La novella legislativa è limitata al solo art. 2 del D.Lgs. n. 74/2000 (dichiarazione fraudolenta tramite uso di fatture false) e prevede una sanzione pecuniaria fino a 500 quote, ovvero un importo pari a circa 800mila euro, senza la previsione di alcuna sanzione interdittiva.

Per le società, ove confermata la previsione in sede di conversione, si aprirebbero scenari meritevoli di riflessione poiché la risposta sanzionatoria per la condotta di dichiarazione fraudolenta tramite fatture false sarebbe addirittura triplice:

  • responsabilità fiscale per la società;
  • responsabilità penale per l'amministratore e;
  • responsabilità penale “231” per la società.

Per scongiurare il rischio di una condanna per la società la sola possibilità è dimostrare in giudizio la corretta adozione ed efficace attuazione del modello di organizzazione gestione e controllo ai sensi del D.Lgs. 231, con tutto ciò che tale espressione sottende: nomina OdV, formazione a favore dei dipendenti, attività di verifica, aggiornamenti al documento, adozione del canale informatico per le segnalazioni (c.d. whistleblowing), etc.

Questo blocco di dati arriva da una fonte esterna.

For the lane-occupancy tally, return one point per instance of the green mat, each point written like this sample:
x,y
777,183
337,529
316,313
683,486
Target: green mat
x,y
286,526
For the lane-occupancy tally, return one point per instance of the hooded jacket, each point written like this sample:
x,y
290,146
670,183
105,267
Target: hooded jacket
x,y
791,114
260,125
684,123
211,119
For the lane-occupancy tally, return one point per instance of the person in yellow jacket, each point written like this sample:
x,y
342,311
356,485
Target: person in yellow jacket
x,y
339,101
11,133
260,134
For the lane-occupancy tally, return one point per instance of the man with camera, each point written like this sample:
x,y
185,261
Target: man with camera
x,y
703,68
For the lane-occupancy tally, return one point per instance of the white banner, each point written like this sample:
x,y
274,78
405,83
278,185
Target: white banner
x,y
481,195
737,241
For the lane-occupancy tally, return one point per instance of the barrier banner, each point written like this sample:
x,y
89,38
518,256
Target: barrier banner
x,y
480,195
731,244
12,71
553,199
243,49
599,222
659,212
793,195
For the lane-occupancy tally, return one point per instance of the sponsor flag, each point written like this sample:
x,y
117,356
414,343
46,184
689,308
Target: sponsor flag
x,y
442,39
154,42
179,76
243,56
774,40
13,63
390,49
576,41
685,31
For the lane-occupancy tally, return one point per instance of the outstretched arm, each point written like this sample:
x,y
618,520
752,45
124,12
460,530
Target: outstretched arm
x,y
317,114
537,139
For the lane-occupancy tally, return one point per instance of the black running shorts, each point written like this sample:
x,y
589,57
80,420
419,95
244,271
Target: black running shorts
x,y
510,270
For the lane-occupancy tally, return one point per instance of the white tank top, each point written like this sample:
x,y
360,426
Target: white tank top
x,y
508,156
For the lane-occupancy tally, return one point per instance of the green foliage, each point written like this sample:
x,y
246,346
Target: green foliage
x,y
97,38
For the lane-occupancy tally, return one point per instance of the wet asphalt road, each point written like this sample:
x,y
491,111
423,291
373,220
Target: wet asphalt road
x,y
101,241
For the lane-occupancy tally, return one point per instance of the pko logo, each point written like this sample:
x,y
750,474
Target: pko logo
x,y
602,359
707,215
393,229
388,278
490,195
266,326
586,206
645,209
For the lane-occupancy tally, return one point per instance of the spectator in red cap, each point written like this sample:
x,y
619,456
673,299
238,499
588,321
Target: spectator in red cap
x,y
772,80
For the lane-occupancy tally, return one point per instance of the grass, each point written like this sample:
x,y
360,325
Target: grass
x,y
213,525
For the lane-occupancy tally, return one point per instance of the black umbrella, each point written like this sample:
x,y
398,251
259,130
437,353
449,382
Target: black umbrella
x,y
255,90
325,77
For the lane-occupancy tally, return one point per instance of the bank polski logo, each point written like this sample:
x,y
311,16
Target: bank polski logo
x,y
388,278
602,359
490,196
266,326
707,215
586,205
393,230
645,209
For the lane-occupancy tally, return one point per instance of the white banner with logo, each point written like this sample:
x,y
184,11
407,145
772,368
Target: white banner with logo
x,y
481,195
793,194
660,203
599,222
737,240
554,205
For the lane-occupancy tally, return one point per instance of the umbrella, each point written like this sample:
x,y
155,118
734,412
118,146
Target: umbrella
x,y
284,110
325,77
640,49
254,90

I modelli adottati dovranno, infatti, essere aggiornati e considerare il “rischio fiscale” seppur limitatamente alle tre possibili condotte con cui si estrinseca la c.d. dichiarazione fraudolenta, ovvero:

  • fatture oggettivamente inesistenti (operazioni in concreto mai effettuate o avvenute);
  • sovrafatturazione (operazione avvenuta ma solo parzialmente rispetto all'importo fatturato);
  • soggettivamente inesistenti (operazioni avvenute ma tra soggetti diversi da quelli che appaiono nei documenti).

Partendo da questa tripartizione, i modelli dovranno prevedere presidi idonei a minimizzare il rischio del verificarsi del reato e così si può immaginare che per le fatture soggettivamente inesistenti ben potrebbero prevedersi dei controlli preventivi rispetto alla conclusione dell'affare, quali:

- verifica dell'esistenza del fornitore tramite visura camerale in grado di restituire una serie di informazioni, quali:

  • sede legale ed operativa (magazzini);
  • oggetto dell'attività;
  • dipendenti;
  • compagine societaria;
  • partecipazioni attive o passive;

- verifica dell'operatività del fornitore tramite il bilancio e le altre scritture contabili da cui estrapolare altre utili informazioni, quali a titolo esemplificativo:

  • concessioni;
  • licenze;
  • fabbricati;
  • partecipazioni;
  • crediti;
  • materie prime;
  • liquidità;
  • patrimonio netto;
  • TFR;
  • debiti e finanziamenti;
  • valore e costi della produzione.

- verifica dell'esistenza dei contatti con l'interlocutore appartenente al fornitore con cui si sono intrattenuti i rapporti commerciali.

È utile considerare che in molte verifiche fiscali focalizzate su frodi carosello, l'assenza di dipendenti, di un magazzino, di una struttura fisica minima, è considerata di per sé una presunzione qualificata, atta ad identificare un coinvolgimento o, quantomeno, una colpevole ignoranza di chi sta a valle della catena.

Per quanto attiene alle fatture oggettivamente inesistenti sarà opportuno prevedere controlli volti a verificare:

  • congruità tra fornitore e bene e/o prestazione effettuata;
  • congruità del valore di mercato del bene o della prestazione oggetto di transazione;
  • documentazione contrattuale a supporto dell'operazione con contenuto specifico;
  • documenti di trasporto (DDT/Bolla);
  • documentazione relativa alla fase negoziale/trattative;
  • tracciabilità dei pagamenti.

Per la sovrafatturazione si ritiene utile valutare la congruità dei prezzi di mercato dei beni/servizi offerti dalla società.

Tutti i presidi in precedenza indicati dovrebbero essere oggetto di una specifica procedura utile a integrare la parte speciale del modello legata, per l'appunto, ai reati tributari e poi formare parte integrante di controlli/audit eseguiti dall'OdV o dall'ufficio audit ove presente all'interno dell'organizzazione.

Altrettanto utile organizzare sessione formative per i dipendenti così da trasferire loro il concetto del “rischio fiscale” e coinvolgerli in un controllo di prima linea e non ultimo nel sistema del whistleblowing.